Slow COVID-19 vaccine rollout could help New Zealand in long run, Professor Michael Baker says

The slow but steady COVID-19 vaccine rollout could help New Zealand in the long run epidemiologist Professor Michael Baker says. 

With countries like the UK, Israel and the US all starting their vaccination programs at the end of 2020, New Zealand now has the option of looking at the data provided by those countries when deciding the next step in our vaccination program. 

So far 3.5 million COVID-19 vaccine doses have been administered to Kiwis - 2.29m are first doses while 1.21m are second doses.

Baker told RNZ by New Zealand starting its program later than other countries, it can look at the data while also getting the most advanced vaccines from companies like Pfizer. 

"The great thing New Zealand has is we can learn from the experience from countries overseas, particularly Israel and the UK which have high vaccine coverage that vaccinated early and also have very good data on the performance of the vaccines," Baker said on Sunday.

"We will also have the benefit that Pfizer and other companies are looking at reformulating the vaccine to take into account delta and other variants and we could really benefit from our current timing from those advances."

This advice comes after research has shown that protection from the virus with both doses of the COVID-19 vaccine starts to wane.  The Pfizer vaccine's effectiveness drops from 92 percent to 78 percent in just three months, according to an Oxford University study in the UK.
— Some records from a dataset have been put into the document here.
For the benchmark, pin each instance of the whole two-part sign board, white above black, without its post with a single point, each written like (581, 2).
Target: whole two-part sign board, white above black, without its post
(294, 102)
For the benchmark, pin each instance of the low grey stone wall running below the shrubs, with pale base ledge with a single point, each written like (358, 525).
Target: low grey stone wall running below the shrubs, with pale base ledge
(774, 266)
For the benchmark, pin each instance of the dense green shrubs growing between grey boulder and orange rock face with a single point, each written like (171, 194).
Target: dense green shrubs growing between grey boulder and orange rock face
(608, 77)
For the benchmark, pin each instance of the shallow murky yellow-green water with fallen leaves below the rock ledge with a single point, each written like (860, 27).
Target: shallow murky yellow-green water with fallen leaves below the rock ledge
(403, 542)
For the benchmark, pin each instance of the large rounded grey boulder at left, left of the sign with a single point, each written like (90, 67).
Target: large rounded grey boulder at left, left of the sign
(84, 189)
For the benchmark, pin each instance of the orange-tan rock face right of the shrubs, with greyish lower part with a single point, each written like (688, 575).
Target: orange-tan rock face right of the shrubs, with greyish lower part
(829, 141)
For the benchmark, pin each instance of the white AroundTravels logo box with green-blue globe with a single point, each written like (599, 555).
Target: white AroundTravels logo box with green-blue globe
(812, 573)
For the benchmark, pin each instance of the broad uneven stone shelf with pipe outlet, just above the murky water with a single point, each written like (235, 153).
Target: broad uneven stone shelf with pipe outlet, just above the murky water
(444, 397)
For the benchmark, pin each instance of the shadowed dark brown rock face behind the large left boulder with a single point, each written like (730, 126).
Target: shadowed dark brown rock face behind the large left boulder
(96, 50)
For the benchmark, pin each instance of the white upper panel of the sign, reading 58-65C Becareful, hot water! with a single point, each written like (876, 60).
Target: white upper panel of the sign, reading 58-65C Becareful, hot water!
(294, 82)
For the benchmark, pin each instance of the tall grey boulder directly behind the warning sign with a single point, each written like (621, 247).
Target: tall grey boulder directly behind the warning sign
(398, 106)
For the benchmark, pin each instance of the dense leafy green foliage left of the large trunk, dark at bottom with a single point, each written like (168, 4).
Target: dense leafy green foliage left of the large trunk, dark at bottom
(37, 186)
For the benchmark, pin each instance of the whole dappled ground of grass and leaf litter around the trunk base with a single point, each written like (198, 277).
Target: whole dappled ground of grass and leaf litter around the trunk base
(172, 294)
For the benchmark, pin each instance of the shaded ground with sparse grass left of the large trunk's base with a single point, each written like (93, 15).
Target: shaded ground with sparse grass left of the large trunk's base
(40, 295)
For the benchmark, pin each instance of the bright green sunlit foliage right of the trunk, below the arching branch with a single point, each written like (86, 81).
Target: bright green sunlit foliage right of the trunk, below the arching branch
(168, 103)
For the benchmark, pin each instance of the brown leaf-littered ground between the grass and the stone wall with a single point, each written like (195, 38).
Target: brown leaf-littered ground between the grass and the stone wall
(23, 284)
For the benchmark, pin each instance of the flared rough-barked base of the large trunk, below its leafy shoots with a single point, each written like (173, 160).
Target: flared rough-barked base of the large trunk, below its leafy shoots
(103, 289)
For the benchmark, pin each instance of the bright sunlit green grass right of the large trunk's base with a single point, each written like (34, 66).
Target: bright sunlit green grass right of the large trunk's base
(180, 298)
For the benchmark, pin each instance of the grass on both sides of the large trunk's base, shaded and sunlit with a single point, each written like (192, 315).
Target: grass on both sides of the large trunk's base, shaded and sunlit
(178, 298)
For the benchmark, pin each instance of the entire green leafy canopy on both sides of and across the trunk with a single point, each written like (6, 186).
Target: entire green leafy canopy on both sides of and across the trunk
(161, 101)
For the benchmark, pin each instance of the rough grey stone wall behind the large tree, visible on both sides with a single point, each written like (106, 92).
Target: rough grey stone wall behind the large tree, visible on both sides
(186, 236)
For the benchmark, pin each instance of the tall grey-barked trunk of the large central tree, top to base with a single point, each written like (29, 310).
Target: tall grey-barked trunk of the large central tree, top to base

The US Centre for Disease Control found a bigger decline from 91 percent to 66 percent when the Pfizer vaccine is faced with Delta. Other estimates out of Israel are even lower and it's getting worse with time.

"It's these two issues we are familiar with, waning immunity and virus evolution," Baker told RNZ. "We may be in the situation that many people predicted that we may need to be re-vaccinated every year as we do with influenza. 
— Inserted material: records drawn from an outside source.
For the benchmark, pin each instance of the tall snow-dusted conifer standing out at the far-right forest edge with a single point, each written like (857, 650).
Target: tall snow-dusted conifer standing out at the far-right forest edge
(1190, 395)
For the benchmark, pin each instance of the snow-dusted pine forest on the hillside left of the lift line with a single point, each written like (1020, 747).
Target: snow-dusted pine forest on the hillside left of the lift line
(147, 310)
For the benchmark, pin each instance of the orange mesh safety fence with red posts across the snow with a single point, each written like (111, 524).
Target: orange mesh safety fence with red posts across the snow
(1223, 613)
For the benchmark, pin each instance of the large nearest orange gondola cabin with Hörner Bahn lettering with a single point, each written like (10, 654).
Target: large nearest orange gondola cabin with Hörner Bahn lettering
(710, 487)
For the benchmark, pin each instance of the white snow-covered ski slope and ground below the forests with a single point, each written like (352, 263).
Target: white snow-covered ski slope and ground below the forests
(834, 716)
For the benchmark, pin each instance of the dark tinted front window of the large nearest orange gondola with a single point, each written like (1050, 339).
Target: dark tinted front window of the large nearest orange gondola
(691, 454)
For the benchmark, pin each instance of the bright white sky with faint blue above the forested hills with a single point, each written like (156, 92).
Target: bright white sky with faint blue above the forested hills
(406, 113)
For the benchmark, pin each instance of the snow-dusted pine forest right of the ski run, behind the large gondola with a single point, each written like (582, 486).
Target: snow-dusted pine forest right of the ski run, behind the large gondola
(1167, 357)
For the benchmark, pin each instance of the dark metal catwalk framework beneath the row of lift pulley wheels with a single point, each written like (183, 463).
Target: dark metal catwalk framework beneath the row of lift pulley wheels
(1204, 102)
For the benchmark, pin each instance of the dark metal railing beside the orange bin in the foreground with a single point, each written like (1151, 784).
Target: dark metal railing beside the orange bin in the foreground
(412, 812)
"Of course the priority for New Zealand is to vaccinate the unvaccinated but the next group that might be considered for boosting might be people who have not generated a great immune response the first time around, which could be people who are immunocompromised and frail elderly. 

"Then I think we would be looking at our border workers who were the first to get vaccinated in New Zealand."

The vaccination numbers might have started slow in New Zealand but numbers have increased quickly over the last month. Our World in Data released a graph showing New Zealand managed to overtake the US, UK and Australia in daily vaccination rates. 

Canada, the US and UK's daily vaccine rates take off in December 2020 while Australia and New Zealand are quite far behind, only joining the graph in February 2021. 

In April, the US' daily vaccination rate peaks at just over 1 vaccine per 100 people, while the UK peaks in May and Canada in late June. 

But while other countries' daily vaccination rates slowed, Australia and New Zealand's daily vaccination rates shot up significantly, and in August Aotearoa far surpassed other countries' peaks to take the highest vaccine rate of 1.65.